Nuovo singolo e nuovo video per ANCE, al secolo Andrea Lovito, che pubblica per la RadiciMusic questo nuovo brano inedito dal titolo Anche se ormai uscito da qualche mese… Noi di Blog della Musica abbiamo scambiato qualche battuta con l’Autore…

Ironia e società, come detto, in Anche se di ANCE, una canzone leggera ma molto intelligente sulla resilienza – oserei dire. Un modo severo per raccontarci questo modo tutto italiano di assecondare le tante cose che in fondo lamentiamo ogni giorno. E se da una parte si condanna l’omologazione dall’altra ci va pure bene, l’accettiamo… in fondo è quello che vogliamo.

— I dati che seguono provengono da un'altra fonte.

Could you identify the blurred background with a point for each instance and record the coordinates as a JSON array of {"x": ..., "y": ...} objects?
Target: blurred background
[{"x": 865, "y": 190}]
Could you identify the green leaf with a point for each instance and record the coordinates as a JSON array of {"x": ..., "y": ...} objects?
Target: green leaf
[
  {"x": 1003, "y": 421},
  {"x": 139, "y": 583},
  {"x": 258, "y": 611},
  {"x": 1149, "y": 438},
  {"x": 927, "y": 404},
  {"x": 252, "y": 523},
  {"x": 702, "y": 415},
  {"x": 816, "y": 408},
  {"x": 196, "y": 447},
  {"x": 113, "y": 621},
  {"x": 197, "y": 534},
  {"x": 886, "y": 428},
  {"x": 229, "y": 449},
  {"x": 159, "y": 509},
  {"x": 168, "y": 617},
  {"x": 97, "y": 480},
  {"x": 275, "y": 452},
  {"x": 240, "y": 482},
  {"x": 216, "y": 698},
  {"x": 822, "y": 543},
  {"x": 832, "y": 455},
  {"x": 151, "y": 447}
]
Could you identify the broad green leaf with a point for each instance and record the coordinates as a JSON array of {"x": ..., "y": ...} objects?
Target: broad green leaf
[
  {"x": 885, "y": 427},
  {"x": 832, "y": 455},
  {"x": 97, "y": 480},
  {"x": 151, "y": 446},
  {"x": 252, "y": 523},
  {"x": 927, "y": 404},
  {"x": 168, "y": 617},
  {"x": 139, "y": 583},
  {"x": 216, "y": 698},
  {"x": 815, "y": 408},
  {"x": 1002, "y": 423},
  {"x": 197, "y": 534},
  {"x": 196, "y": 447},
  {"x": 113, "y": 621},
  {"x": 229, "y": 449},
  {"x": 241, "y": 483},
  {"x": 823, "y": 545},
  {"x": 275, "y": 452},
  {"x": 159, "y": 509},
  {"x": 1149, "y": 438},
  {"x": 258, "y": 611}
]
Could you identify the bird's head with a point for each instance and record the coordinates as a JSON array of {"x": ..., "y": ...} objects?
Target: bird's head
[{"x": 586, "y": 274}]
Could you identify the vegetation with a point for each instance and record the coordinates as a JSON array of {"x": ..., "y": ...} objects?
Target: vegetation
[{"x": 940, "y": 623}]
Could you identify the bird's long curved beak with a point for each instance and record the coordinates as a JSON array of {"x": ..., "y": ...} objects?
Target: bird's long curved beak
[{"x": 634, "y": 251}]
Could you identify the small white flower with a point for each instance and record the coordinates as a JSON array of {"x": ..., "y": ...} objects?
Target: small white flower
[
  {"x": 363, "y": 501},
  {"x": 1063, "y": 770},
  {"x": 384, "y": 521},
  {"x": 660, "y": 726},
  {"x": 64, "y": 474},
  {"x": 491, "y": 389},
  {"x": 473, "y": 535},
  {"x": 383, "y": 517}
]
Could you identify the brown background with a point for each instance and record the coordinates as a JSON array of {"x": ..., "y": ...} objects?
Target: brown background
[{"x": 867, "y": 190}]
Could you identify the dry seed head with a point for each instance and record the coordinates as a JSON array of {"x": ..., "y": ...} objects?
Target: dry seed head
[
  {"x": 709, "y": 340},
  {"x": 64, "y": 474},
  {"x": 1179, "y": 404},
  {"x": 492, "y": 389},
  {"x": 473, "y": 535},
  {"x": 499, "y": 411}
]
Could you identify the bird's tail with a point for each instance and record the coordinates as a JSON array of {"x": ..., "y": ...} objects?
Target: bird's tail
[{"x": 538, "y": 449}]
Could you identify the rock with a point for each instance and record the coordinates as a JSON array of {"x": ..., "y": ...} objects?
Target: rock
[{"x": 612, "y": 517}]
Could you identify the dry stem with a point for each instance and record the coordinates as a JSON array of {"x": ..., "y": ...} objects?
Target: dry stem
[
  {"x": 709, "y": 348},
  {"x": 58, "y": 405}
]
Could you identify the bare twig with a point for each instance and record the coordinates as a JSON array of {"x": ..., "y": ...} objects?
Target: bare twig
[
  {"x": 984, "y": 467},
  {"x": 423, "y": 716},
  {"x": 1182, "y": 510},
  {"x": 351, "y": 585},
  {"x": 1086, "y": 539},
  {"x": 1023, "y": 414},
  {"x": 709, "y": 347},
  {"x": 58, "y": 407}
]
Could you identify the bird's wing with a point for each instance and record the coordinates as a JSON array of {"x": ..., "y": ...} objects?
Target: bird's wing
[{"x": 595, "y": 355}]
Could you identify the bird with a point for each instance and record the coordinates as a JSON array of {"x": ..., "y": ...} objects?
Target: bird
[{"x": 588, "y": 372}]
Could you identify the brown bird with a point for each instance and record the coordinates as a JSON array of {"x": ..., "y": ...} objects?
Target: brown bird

Almeno così pare. Questa è la nostra chiave di lettura nonostante questo sia uno di quei brani che vivono in bilico tra l’ironia del teatro canzone e la più “violenta” fotografia di un costume sociale.

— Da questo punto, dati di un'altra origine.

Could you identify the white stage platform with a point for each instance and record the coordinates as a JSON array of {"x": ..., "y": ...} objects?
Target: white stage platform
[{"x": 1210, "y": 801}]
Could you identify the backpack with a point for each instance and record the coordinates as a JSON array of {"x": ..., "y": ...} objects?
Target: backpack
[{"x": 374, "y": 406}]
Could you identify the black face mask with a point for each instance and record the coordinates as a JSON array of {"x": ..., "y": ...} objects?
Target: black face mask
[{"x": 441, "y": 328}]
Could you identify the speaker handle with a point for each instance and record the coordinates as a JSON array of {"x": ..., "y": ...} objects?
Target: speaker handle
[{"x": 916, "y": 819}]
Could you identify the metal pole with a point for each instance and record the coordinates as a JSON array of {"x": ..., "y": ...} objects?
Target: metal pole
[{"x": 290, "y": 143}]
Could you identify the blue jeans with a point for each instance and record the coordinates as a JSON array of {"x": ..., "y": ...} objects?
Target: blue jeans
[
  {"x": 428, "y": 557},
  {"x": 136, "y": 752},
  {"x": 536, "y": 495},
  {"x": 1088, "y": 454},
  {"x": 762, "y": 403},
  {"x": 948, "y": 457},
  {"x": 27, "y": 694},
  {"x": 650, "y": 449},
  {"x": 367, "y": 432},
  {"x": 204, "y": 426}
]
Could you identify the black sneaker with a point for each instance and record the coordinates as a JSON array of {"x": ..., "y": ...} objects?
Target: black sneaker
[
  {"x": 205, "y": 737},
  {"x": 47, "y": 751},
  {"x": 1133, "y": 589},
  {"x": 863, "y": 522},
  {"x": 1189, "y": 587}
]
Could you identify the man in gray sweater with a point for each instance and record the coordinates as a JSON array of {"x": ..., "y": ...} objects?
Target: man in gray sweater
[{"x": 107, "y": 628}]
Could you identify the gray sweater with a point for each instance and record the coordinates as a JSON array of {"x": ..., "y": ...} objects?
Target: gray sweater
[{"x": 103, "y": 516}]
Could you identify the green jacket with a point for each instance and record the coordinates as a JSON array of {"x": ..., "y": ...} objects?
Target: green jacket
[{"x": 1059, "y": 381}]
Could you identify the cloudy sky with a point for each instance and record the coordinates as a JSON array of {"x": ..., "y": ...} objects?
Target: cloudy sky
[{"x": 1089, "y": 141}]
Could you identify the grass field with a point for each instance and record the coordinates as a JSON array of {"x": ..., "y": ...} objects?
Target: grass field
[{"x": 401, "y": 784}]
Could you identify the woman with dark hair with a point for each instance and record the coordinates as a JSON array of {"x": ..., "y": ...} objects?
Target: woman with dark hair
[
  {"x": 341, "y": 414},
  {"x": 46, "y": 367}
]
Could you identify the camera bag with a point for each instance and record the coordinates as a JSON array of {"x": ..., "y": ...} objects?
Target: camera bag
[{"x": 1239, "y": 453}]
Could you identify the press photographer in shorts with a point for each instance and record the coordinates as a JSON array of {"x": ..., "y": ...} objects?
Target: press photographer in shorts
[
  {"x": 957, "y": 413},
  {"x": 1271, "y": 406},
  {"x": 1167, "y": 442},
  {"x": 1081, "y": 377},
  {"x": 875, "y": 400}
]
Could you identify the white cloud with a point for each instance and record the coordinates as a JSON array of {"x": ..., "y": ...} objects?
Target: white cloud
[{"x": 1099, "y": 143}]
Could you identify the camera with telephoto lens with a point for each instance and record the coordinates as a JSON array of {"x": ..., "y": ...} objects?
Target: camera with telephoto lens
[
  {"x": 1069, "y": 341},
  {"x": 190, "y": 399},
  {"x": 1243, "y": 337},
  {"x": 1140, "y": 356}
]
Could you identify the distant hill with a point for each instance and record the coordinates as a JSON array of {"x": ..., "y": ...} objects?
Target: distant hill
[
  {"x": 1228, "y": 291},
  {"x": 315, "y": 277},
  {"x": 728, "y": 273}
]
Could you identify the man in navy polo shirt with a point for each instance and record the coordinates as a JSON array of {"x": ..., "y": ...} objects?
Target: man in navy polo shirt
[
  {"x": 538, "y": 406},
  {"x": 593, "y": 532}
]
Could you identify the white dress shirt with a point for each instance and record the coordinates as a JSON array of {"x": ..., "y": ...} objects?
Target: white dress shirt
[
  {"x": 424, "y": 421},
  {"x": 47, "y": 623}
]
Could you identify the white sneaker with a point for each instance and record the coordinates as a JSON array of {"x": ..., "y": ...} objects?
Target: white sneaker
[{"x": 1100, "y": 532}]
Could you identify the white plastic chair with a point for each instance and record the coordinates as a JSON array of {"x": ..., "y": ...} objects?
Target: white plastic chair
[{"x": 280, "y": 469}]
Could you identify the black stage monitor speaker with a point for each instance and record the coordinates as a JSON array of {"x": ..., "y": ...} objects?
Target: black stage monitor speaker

Parola ad ANCE per provare a capirne di più…

Partiamo dal video. Bellissimo nella sua semplicità, tra didascalie sfacciate e leggerezza. Sembra di richiamare in qualche modo i cartelloni scritti nel famoso video di Dylan. Solo che non ci sono i cartelloni e le scritte… ma gli oggetti… non credi?
Ho progettato al meglio il clip per ottenere un buon risultato con un basso budget. Ho pensato a scenette con oggetti, maschere e linguaggio del corpo per diminuire l’effetto didascalico. Un pizzico di animazione e nulla più. E’ il mio terzo videoclip e probabilmente è quello che mi è venuto meglio. Sinceramente non avevo pensato al paragone col clip di Dylan, in effetti hai ragione.

Ci incuriosiscono sempre i nomi. ANCE: come nasce e cosa significa?
Quando avevo 7-8 anni venivo schernito dagli amici del quartiere per le mie origini meridionali, anche se sono nato e vivo da sempre in Toscana. Storpiando il mio nome (Andreino-Anceino-Ance) per qualche motivo è riuscito a perdurare nel tempo. Fino a che l’ho usato definitivamente come pseudonimo quando ho iniziato a suonare con la mia prima band, come per dargli una sorta di riscatto.

Facciamo tutti un gran parlare di omologazione e condizionamenti. Questo come tantissimi altri brani ormai da generazione. Ma invece di cambiare, il tutto si aggrava. Secondo te perché?
Perché della sensibilità che hanno gli artisti ne ha molto meno il potere e la politica. Anche di canzoni contro la guerra ne abbiamo a centinaia, eppure continua ad imperversare in tanti paesi nel sud del mondo.

Ma che sia diventata una moda parlare di tutto questo?
Forse è meglio dire che sta diventando consapevoli dell’omologazione ma il messaggio non venga più recepito come prima, quindi stiamo insistendo a parlare ad un mondo di sordi.

A chiudere: quindi anche ANCE va nei centri commerciali? Così, per usare della metafora…
Cerco di evitare, ma non me lo posso permettere. Diciamo che faccio una spesa grande più o meno una volta al mese. Per farine, miele, frutta, verdura e altre cose cerco di prediligere i contadini al dettaglio. Do comunque molta attenzione al consumo critico ed evito il più possibile prodotti delle multinazionali.